In school, art class was one of the few areas that required her to push her own boundaries. “It was the only thing I could do for hours on end. I was probably a flake to a lot of my friends growing up because I’d be drawing and painting,” she said. That led to classes at the Munson-Williams-Proctor Arts Institute and an application to the Rochester Institute of Technology, where she graduated from in 2010.
When it was time to set out on her own, she immediately saw the hardships of portfolio work and pitching to art directors, especially with the economy still recovering from the 2008 recession. She quickly pivoted to independent work, merging her professional Maria Vallese Illustration persona with her Etsy shop, Retro Sorrento — a throwback to her childhood nickname mixed with her own lifestyle flair.
Craft fairs and gallery work soon became relaxed networking opportunities. Favorable word of mouth was another plus, as well as landing some noteworthy venues, such as several pieces in places like the Greater Utica Chamber of Commerce.
“You get people who are already in the creative field or have their own businesses, and they’re looking to support other local businesses,” Vallese said. “I think seeing a person selling their artwork and making a go at creating a business gives you a bit more of an establishment when you’re networking.”
Vallese’s artwork now graces one of Utica’s biggest claims to fame: Saranac beer. Vallese does all of their illustrated packaging, from the Adirondack-themed images on their core line to the more exclusive trippy hops and beer-king playing cards that adorn some of the Inner Circle Series brews.

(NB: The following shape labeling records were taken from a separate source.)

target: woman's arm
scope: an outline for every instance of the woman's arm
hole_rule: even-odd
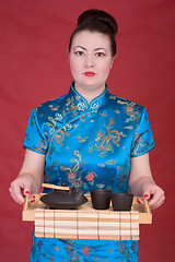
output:
[[[24,203],[24,195],[39,193],[45,169],[45,155],[25,150],[23,166],[10,186],[15,202]]]
[[[152,210],[163,204],[165,200],[164,191],[156,186],[152,178],[149,153],[131,158],[129,189],[132,194],[143,195],[148,199]],[[143,203],[140,198],[138,198],[138,202]]]

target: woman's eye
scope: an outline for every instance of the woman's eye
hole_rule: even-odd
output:
[[[105,57],[106,55],[104,52],[96,52],[96,57]]]
[[[83,51],[75,51],[74,53],[75,53],[77,56],[83,56],[83,55],[84,55]]]

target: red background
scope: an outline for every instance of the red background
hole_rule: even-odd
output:
[[[68,43],[78,15],[104,9],[119,24],[110,92],[148,108],[155,140],[154,179],[166,193],[153,224],[140,226],[140,261],[174,261],[174,0],[0,1],[0,261],[28,261],[32,223],[9,195],[23,162],[31,109],[68,92],[72,81]]]

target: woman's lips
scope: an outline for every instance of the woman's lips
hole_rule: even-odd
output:
[[[95,73],[94,73],[94,72],[91,72],[91,71],[88,71],[88,72],[85,72],[84,74],[85,74],[85,76],[94,76],[94,75],[95,75]]]

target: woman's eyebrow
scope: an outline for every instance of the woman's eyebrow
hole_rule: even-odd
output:
[[[86,50],[86,48],[85,47],[82,47],[82,46],[75,46],[75,47],[73,47],[73,49],[74,48],[82,48],[83,50]]]
[[[98,47],[98,48],[95,48],[94,50],[95,50],[95,51],[98,51],[98,50],[101,50],[101,49],[106,50],[104,47]]]
[[[73,49],[74,49],[74,48],[82,48],[83,50],[86,50],[86,48],[85,48],[85,47],[82,47],[82,46],[75,46],[75,47],[73,47]],[[103,50],[106,50],[104,47],[97,47],[97,48],[94,49],[94,51],[98,51],[98,50],[102,50],[102,49],[103,49]]]

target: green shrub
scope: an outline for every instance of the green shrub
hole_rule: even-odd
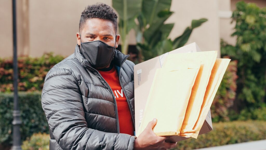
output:
[[[251,116],[255,109],[266,102],[266,7],[243,1],[236,6],[232,16],[235,31],[232,35],[237,37],[236,43],[234,46],[222,42],[221,52],[238,62],[236,107],[246,109]]]
[[[18,90],[20,91],[40,91],[47,72],[64,58],[52,53],[44,54],[39,58],[19,58]],[[11,59],[0,58],[0,92],[14,90],[13,62]]]
[[[213,124],[213,130],[177,143],[173,149],[188,150],[266,139],[266,121],[235,121]]]
[[[213,122],[228,121],[228,108],[232,105],[235,98],[237,63],[231,61],[229,64],[211,107]]]
[[[252,119],[266,121],[266,105],[263,105],[259,108],[245,109],[240,112],[236,120],[246,120]]]
[[[48,134],[34,133],[23,142],[21,148],[22,150],[49,150],[49,139]]]
[[[48,133],[48,124],[41,103],[40,93],[19,94],[22,140],[25,140],[34,133]],[[0,144],[12,144],[13,99],[13,93],[0,93]]]

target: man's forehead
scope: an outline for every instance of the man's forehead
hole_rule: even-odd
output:
[[[106,35],[115,34],[114,26],[111,21],[98,18],[87,19],[82,29],[86,34],[99,34]]]

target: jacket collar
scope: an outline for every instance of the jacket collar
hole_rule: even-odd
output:
[[[90,64],[84,58],[84,56],[82,55],[82,53],[80,51],[80,46],[77,44],[76,45],[74,54],[76,58],[78,59],[84,67],[85,68],[88,67],[91,68],[92,68]],[[125,55],[119,51],[115,50],[114,56],[114,60],[112,61],[112,62],[115,65],[120,67],[123,63],[129,56],[129,55]]]

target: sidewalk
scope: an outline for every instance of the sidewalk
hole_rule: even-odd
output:
[[[266,150],[266,140],[197,149],[197,150]]]

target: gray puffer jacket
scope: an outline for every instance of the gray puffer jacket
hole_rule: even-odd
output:
[[[132,62],[116,50],[113,62],[135,124]],[[50,150],[128,150],[136,137],[119,133],[114,93],[76,46],[45,78],[41,103],[49,125]]]

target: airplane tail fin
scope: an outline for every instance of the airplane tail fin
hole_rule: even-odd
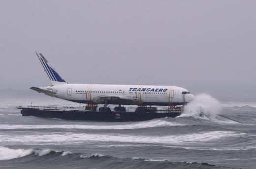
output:
[[[67,83],[67,82],[61,77],[59,73],[57,73],[56,71],[41,53],[38,54],[37,52],[36,52],[35,53],[38,57],[41,64],[44,69],[45,72],[47,74],[53,85]]]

A recent summertime partnership saw her work with the budding Made in Utica, as she created a special mug and matching mural for Handshake City. The pop-up styled outdoor space was created by community members banding together to transform an abandoned lot into an urban park/market for artist work, craft fairs, music series and other ventures.
One of the gutted shipping containers that marks the boundaries of the area is covered in Vallese’s hand, with an etchy central logo surrounded by other stylized icons of the Rust Belt city, all on turquoise and goldenrod sun rays, reminiscent of downtown Utica’s iconic sun mural at Genesee and Lafayette streets.
With hubs in Utica and her college hometown of Rochester, Vallese said it made sense to begin branching out to Syracuse. She often traveled here for the music scene (thus her draw to the Westcott) and to buy art supplies.
When Wildflowers Armory opened in downtown Syracuse, it created the perfect mini-venue to begin dipping her toes into the new market. As she wraps up other business projects in Utica, she said she hopes to create more iconic pieces for the Salt City.